Occhi pieni di cibo. Forse più della pancia. Uno dei fenomeni più evidenti degli ultimi anni è stata la vertiginosa ascesa del cibo tra le “star” più fotografate sui social network, Instagram in primis. L’hashtag food veleggia verso i 380milioni di post; #foodporn ha superato quota 220 milioni e #foodphotography ha scollinato oltre quota 50 milioni.
«Un fenomeno che il tempo del coronavirus ha ulteriormente accentuato - racconta Paolo Niccolò Giubelli, coautore con Bruno Faccini del libro “Foodporn.

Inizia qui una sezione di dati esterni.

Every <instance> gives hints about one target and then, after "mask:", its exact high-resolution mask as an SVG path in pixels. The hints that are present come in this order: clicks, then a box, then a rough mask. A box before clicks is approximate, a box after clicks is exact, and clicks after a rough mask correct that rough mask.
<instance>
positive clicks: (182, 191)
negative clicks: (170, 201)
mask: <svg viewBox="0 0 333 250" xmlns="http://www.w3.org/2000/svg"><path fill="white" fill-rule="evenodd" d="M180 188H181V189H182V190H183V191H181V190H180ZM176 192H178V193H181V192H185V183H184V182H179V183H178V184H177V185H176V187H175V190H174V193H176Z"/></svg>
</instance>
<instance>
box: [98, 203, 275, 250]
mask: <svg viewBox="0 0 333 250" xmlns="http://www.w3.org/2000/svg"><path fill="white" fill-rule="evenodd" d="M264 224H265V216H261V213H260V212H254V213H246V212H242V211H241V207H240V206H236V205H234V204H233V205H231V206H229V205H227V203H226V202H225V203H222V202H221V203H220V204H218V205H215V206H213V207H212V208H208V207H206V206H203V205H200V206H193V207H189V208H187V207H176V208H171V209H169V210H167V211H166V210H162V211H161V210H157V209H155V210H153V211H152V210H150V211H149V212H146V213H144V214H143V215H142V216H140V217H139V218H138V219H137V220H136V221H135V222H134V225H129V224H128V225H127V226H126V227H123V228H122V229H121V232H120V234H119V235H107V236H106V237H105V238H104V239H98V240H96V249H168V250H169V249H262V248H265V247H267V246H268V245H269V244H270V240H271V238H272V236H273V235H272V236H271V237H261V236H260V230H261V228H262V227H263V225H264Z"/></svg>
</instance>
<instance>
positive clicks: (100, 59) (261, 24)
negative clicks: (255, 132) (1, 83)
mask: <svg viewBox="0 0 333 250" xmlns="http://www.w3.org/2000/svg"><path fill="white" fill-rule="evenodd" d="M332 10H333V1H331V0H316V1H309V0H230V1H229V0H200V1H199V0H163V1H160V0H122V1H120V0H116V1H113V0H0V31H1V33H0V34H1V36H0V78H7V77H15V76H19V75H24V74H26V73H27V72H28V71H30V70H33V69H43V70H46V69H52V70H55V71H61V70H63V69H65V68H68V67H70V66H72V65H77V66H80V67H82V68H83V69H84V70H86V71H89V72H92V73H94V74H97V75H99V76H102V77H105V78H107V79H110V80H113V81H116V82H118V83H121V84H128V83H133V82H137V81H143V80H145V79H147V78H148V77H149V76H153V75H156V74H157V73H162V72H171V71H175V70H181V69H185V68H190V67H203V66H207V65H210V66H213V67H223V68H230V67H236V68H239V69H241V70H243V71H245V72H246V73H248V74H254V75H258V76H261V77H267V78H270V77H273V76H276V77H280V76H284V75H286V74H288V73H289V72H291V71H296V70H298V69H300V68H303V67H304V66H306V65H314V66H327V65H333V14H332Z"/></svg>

L’arte di fotografare il cibo” di prossima uscita per Tecniche Nuove - grazie anche a tanti chef, famosi e meno famosi, che si sono all’occorrenza trasformati in “instagrammer”, proponendo ricette facili da replicare a casa (uno per tutti: Bruno Barbieri), per tutti o per i propri clienti; basta guardare quante foto di piatti compaiono sotto l’hashtag #iorestoacasa e quanti hashtag legati a #iorestoacasa hanno a che fare con piatti, cucina, ricette e simili».
Così, un fenomeno nato da un pubblico di consumatori “voyeur” (#foodies è un altro hashtag da oltre 20 milioni di post) grazie alla contemporanea esplosione di blog e di smartphone, è diventato progressivamente un canale di grande interesse anche per gli chef: «Vedo un duplice interesse - spiega Bruno Faccini - da un lato Instagram offre una grande vetrina dove promuovere la propria attività, come si è visto anche in questi periodi di chiusura forzata. Dall’altro, però, costituisce anche un’enorme finestra sul mondo che permette di prendere idee, spunti, ispirazioni. E, perché no, di stabilire contatti e relazioni professionali sulla base di affinità o interessi comuni».
Promuoversi su Instagram
Sul fronte della promozione del proprio locale o del proprio brand, Faccini suggerisce di partire da due riflessioni: «La prima è di pensare a quello che ci caratterizza, cercando di ragionare in termini di nicchie di mercato. Se individuiamo qualche nicchia in cui possiamo dire la nostra, il primo passo è cercare se ci sono degli hashtag già esistenti che hanno un certo seguito, come, ad esempio, accade per #glutenfree o #km0: usandoli, sappiamo di parlare a un pubblico di persone interessate. Un’altra strada è crearci una nostra community, partendo dai propri clienti ma con l’idea di catturare l’attenzione di altri potenziali clienti: nella scelta dell’hashtag o degli hashtag che ci identificano, l’ideale è provare a pensare quali potrebbero essere quelli che il tipo di persone con cui voglio rapportarmi cercherebbero in rete».
L’invito è ad alzare lo sguardo oltre al piatto: «L’ideale è scegliere degli hashtag che possono essere d’interesse per i nostri potenziali clienti e continuare a usarli nella nostra comunicazione: per esempio, se fossi un ristorante di cucina tipica regionale, userei gli hashtag che identificano la città, magari la squadra della città (con tanto di sciarpa) o il nome dei piatti tipici più famosi. Più si riescono a incrociare, in modo credibile, mondi diversi più si amplifica la potenza del mio messaggio».
Aggiornamento professionale e nuove collaborazioni
L’altro aspetto interessante di Instagram è quello dell’aggiornamento professionale: «Guardando #foodphotography, per esempio - spiega Giubelli - posso prendere spunto su come fotografare i miei piatti in modo da esaltare le loro qualità o avere idee per modificare impiattamenti e presentazioni. Ma è utile anche seguire i personaggi più influenti, quelli con più seguito, per carpire loro qualche trucco comunicativo o scoprire come lavorano». Più in generale, gli stimoli visivi - magari legati ad ambiti che non c’entrano con la cucina ma sono affini ai gusti personali - possono dare agli chef nuovi spunti da cui partire per le proprie creazioni.
«Ma non bisogna pensare a Instagram solo come vetrina o come schermo da cui assorbire immagini - conclude Giubelli -. Perlustrare mondi a noi affini, infatti, ci permette di scoprire persone o aziende che hanno approcci vicini o complementari ai nostri, con le quali magari possiamo provare a stabilire nuove relazioni per costruire collaborazioni, sinergie, iniziative, scambi». Intrecciando in un’unica trama la vita on line con quella off line.